Brew City Shooters Supply
- Formerly: Badger Guns or Badger Outdoors
- Industry: Firearms
- Founded: January 2012; 14 years ago in West Milwaukee, Wisconsin, United States
- Website: brewcityshooterssupply.com

= Brew City Shooters Supply =

Gun shop in West Milwaukee, Wisconsin

Brew City Shooter Supply, previously known as Badger Guns and Badger Outdoors is a gun shop in West Milwaukee, Wisconsin, just outside Milwaukee. The business has been investigated for alleged "straw purchase" sales of firearms and ammunition that brought it attention from the media and the U.S. BATF. In 2015, the firm was ordered to pay nearly $6 million to two police officers for having illegally sold a gun.

==Controversy==

===Straw purchase===
The shop has been involved with several controversies regarding the straw purchase of guns and the number of guns sold by the shop that have been used in crimes. The shop has had its license to sell firearms revoked. To stay open legal ownership of shop has changed hands several times within the relatives and friends of the original owner.

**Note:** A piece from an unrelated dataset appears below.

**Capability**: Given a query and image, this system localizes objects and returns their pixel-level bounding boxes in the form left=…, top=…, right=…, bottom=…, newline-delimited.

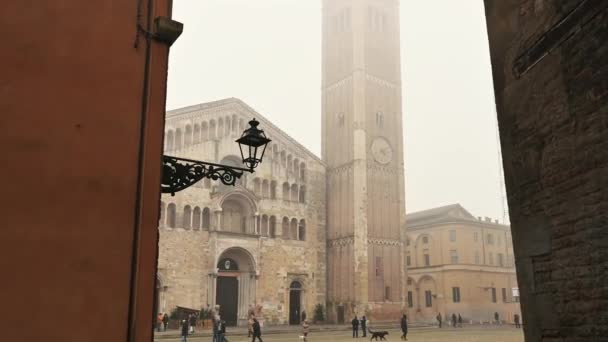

In 2010, the Brady Center named the store the #1 seller of crime guns in the nation, based on an ATF statement.

===Law enforcement lawsuit===
Allegedly related, but separate from the straw purchase incidents, lawsuits have been filled by several members of the Milwaukee law enforcement community against Badger Guns because firearms purchased from the store were used to shoot officers in the course of their duties. On October 14, 2015, the store was ordered to pay almost $6 million to two police officers who were shot in the line of duty in 2009. The lawsuit is the second case of its type since the passage of the Protection of Lawful Commerce in Arms Act, and the only case to result in any damages. The law generally protects firearms manufacturers and dealers from being held liable when crimes have been committed with their products. However, both manufacturers and dealers can still be held liable for negligence when they have reason to know a gun is intended for use in a crime.

==Business operations==
In 2011 the shop ceased to sell guns, but continued to sell ammunition and gun accessories. The shop continued to operate a shooting range.

In 2012 Mike Allan, a former employee of Badger Guns and the brother of original owner Adam Allan, obtained federal firearms licenses and changed the business name to Brew City Shooter Supply. The store now only sells to members who have taken a class, have a concealed carry permit, and/or demonstrate firearms competency along with paying an annual fee. The current owner announced that the intention of these requirements is to prevent straw purchases that caused problems previously.